Ancien président du Sénégal, Abdoulaye Wade célèbre ses 100 ans ce 29 mai 2026. Figure majeure de la politique africaine, il aura traversé un siècle d’histoire entre opposition, prison, conquête du pouvoir et alternance démocratique.
De Saint-Louis à Dakar, de la Sorbonne au palais présidentiel, celui que les Sénégalais surnomment « Gorgui » a construit un parcours unique, marqué par des combats politiques, des retournements spectaculaires et une volonté de fer.
Une naissance entourée de mystère
Officiellement, Abdoulaye Wade est né le 29 mai 1926 à Saint-Louis. Mais l’ancien président lui-même a entretenu le doute sur son âge réel.

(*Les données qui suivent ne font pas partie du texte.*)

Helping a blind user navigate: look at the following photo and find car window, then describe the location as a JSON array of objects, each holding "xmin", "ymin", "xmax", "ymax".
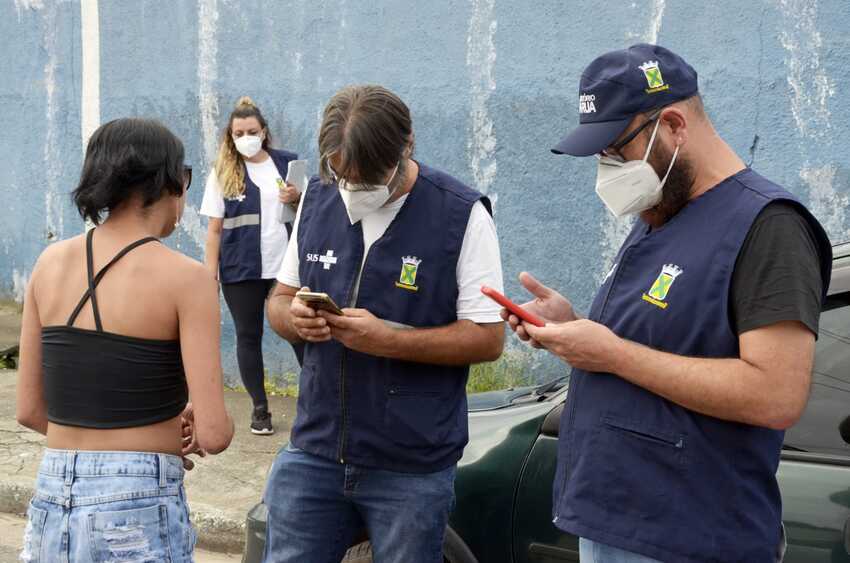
[{"xmin": 785, "ymin": 293, "xmax": 850, "ymax": 457}]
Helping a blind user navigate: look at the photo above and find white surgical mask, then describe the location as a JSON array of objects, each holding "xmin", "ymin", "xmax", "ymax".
[
  {"xmin": 338, "ymin": 165, "xmax": 398, "ymax": 225},
  {"xmin": 596, "ymin": 120, "xmax": 679, "ymax": 217},
  {"xmin": 233, "ymin": 135, "xmax": 263, "ymax": 158}
]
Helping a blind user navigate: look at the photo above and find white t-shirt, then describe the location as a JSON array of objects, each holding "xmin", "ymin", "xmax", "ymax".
[
  {"xmin": 277, "ymin": 186, "xmax": 504, "ymax": 324},
  {"xmin": 201, "ymin": 157, "xmax": 288, "ymax": 280}
]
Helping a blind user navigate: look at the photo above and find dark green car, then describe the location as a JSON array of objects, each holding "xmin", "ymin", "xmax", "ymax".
[{"xmin": 243, "ymin": 243, "xmax": 850, "ymax": 563}]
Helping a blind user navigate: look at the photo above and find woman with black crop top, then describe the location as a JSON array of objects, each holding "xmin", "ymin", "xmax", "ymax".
[{"xmin": 16, "ymin": 119, "xmax": 233, "ymax": 562}]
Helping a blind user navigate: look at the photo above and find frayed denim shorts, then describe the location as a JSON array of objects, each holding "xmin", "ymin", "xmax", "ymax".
[{"xmin": 21, "ymin": 449, "xmax": 196, "ymax": 563}]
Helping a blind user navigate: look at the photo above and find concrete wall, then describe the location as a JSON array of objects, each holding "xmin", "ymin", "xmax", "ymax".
[{"xmin": 0, "ymin": 0, "xmax": 850, "ymax": 381}]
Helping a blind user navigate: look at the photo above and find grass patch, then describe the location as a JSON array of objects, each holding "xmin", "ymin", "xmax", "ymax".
[
  {"xmin": 225, "ymin": 370, "xmax": 298, "ymax": 397},
  {"xmin": 466, "ymin": 348, "xmax": 536, "ymax": 393}
]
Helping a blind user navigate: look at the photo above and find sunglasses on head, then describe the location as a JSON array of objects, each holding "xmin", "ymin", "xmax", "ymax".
[{"xmin": 183, "ymin": 164, "xmax": 192, "ymax": 191}]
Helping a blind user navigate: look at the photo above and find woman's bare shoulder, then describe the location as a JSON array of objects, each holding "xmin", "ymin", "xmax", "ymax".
[{"xmin": 157, "ymin": 245, "xmax": 215, "ymax": 286}]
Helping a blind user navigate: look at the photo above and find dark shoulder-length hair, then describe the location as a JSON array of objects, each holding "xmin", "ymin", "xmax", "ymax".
[{"xmin": 73, "ymin": 118, "xmax": 185, "ymax": 225}]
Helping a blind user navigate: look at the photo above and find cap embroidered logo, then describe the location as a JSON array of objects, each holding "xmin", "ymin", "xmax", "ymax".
[{"xmin": 638, "ymin": 61, "xmax": 670, "ymax": 94}]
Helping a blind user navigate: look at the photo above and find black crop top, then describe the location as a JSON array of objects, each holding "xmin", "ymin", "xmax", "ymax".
[{"xmin": 41, "ymin": 229, "xmax": 189, "ymax": 428}]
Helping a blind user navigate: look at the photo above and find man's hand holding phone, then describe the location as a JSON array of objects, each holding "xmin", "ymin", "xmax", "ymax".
[
  {"xmin": 289, "ymin": 287, "xmax": 331, "ymax": 342},
  {"xmin": 502, "ymin": 272, "xmax": 578, "ymax": 348}
]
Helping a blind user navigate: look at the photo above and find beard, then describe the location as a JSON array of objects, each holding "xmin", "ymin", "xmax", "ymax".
[{"xmin": 641, "ymin": 145, "xmax": 694, "ymax": 228}]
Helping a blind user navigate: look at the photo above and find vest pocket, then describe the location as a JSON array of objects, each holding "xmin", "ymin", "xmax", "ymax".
[
  {"xmin": 384, "ymin": 386, "xmax": 457, "ymax": 448},
  {"xmin": 589, "ymin": 415, "xmax": 689, "ymax": 537},
  {"xmin": 218, "ymin": 242, "xmax": 243, "ymax": 280}
]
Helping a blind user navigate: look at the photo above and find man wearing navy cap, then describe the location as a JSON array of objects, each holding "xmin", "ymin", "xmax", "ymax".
[{"xmin": 503, "ymin": 44, "xmax": 832, "ymax": 563}]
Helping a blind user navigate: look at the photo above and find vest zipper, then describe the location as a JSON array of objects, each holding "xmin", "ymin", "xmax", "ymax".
[
  {"xmin": 337, "ymin": 241, "xmax": 368, "ymax": 464},
  {"xmin": 555, "ymin": 247, "xmax": 631, "ymax": 520}
]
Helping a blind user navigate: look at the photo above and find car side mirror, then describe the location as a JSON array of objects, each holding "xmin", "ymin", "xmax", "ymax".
[{"xmin": 838, "ymin": 415, "xmax": 850, "ymax": 444}]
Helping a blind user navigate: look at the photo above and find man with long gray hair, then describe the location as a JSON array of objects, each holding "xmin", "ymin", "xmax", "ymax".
[{"xmin": 265, "ymin": 86, "xmax": 504, "ymax": 563}]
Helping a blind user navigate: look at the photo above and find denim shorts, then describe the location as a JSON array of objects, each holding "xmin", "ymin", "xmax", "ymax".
[{"xmin": 20, "ymin": 449, "xmax": 195, "ymax": 563}]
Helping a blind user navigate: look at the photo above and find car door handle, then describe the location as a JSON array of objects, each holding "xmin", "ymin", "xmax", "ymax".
[{"xmin": 844, "ymin": 517, "xmax": 850, "ymax": 554}]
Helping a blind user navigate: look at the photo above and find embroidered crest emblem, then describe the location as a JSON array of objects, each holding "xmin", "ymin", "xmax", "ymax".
[
  {"xmin": 642, "ymin": 264, "xmax": 684, "ymax": 309},
  {"xmin": 395, "ymin": 256, "xmax": 422, "ymax": 291},
  {"xmin": 638, "ymin": 61, "xmax": 670, "ymax": 94}
]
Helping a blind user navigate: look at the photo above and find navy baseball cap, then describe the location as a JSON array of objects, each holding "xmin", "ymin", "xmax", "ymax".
[{"xmin": 552, "ymin": 43, "xmax": 698, "ymax": 156}]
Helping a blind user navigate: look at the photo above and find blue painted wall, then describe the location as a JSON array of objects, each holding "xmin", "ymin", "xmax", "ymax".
[{"xmin": 0, "ymin": 0, "xmax": 850, "ymax": 381}]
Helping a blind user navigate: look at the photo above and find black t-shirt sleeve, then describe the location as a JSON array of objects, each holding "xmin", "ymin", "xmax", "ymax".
[{"xmin": 729, "ymin": 201, "xmax": 823, "ymax": 336}]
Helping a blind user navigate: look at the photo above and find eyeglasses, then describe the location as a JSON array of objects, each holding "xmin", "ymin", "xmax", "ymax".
[
  {"xmin": 183, "ymin": 164, "xmax": 192, "ymax": 192},
  {"xmin": 602, "ymin": 107, "xmax": 664, "ymax": 162},
  {"xmin": 327, "ymin": 160, "xmax": 401, "ymax": 192}
]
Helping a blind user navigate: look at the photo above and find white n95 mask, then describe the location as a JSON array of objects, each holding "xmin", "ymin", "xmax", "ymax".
[
  {"xmin": 338, "ymin": 166, "xmax": 398, "ymax": 225},
  {"xmin": 596, "ymin": 120, "xmax": 679, "ymax": 217},
  {"xmin": 233, "ymin": 135, "xmax": 263, "ymax": 158}
]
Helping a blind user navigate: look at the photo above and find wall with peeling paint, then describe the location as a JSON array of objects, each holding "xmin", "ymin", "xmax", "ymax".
[{"xmin": 0, "ymin": 0, "xmax": 850, "ymax": 386}]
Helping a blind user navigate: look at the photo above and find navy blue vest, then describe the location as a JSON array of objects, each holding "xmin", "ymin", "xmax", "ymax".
[
  {"xmin": 291, "ymin": 164, "xmax": 489, "ymax": 473},
  {"xmin": 219, "ymin": 149, "xmax": 298, "ymax": 283},
  {"xmin": 553, "ymin": 169, "xmax": 832, "ymax": 563}
]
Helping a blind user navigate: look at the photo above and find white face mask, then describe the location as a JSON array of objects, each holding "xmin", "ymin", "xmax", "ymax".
[
  {"xmin": 596, "ymin": 120, "xmax": 679, "ymax": 217},
  {"xmin": 233, "ymin": 135, "xmax": 263, "ymax": 158},
  {"xmin": 338, "ymin": 165, "xmax": 398, "ymax": 225}
]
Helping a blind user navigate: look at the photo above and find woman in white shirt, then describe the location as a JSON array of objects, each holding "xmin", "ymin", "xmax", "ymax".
[{"xmin": 201, "ymin": 96, "xmax": 301, "ymax": 435}]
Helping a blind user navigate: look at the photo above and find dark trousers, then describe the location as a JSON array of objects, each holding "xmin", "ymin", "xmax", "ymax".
[{"xmin": 221, "ymin": 280, "xmax": 275, "ymax": 408}]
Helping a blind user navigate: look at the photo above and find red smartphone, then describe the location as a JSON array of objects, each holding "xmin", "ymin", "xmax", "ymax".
[{"xmin": 481, "ymin": 285, "xmax": 546, "ymax": 326}]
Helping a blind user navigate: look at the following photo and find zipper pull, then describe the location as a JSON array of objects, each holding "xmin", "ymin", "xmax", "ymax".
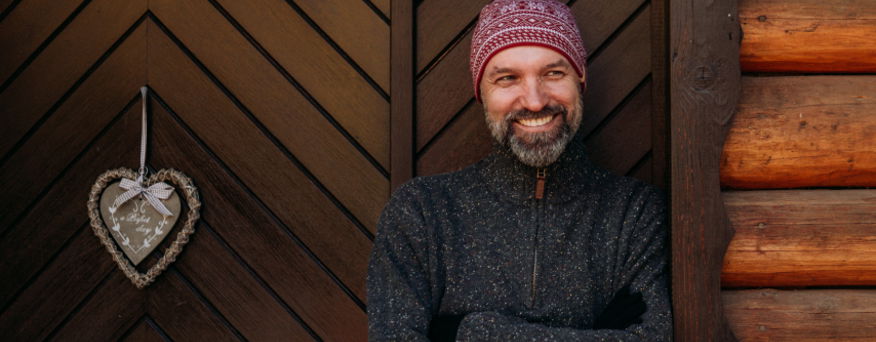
[{"xmin": 535, "ymin": 168, "xmax": 547, "ymax": 199}]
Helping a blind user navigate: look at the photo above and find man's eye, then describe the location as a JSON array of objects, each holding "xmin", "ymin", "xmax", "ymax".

« J’ai 87 ans. Mais admettons que j’en aie 90 : et après ? Je suis en bonne santé », déclarait-il à Jeune Afrique en 2014.
Issu d’une famille aisée de Kébémer, il effectue de brillantes études en France, notamment à la Sorbonne, avant de devenir avocat puis professeur de droit.
L’avocat qui défend Mamadou Dia
En 1963, Wade se fait connaître en défendant Mamadou Dia, ancien Premier ministre de Léopold Sédar Senghor accusé de tentative de coup d’État.
Malgré ses efforts, Dia est condamné à la prison à vie.
Wade confiera plus tard avoir été « très malheureux » de cette condamnation qu’il jugeait « injuste et très sévère ».
Le « lièvre futé » face à Senghor
En 1974, Abdoulaye Wade réussit un coup politique majeur en obtenant l’autorisation de créer le Parti démocratique sénégalais (PDS).
Senghor, conscient de son habileté politique, le surnomme alors « Ndiombor », c’est-à-dire « lièvre futé » en wolof.
Le PDS devient rapidement la principale force d’opposition au Sénégal.
Des années d’opposition et de prison
Durant les années 1980 et 1990, Wade affronte plusieurs fois le président Abdou Diouf sans parvenir à le battre.
Arrêté à plusieurs reprises, il connaît aussi la prison.
En 1994, beaucoup pensent sa carrière terminée après une nouvelle arrestation et plusieurs revers électoraux.
Mais Wade refuse d’abandonner.
2000 : l’alternance historique
Le 19 mars 2000, Abdoulaye Wade réalise l’impensable : battre Abdou Diouf et devenir président du Sénégal.
Avec 58,5 % des voix, il devient le premier opposant à accéder démocratiquement au pouvoir dans un pays d’Afrique francophone sans transition militaire ni conférence nationale.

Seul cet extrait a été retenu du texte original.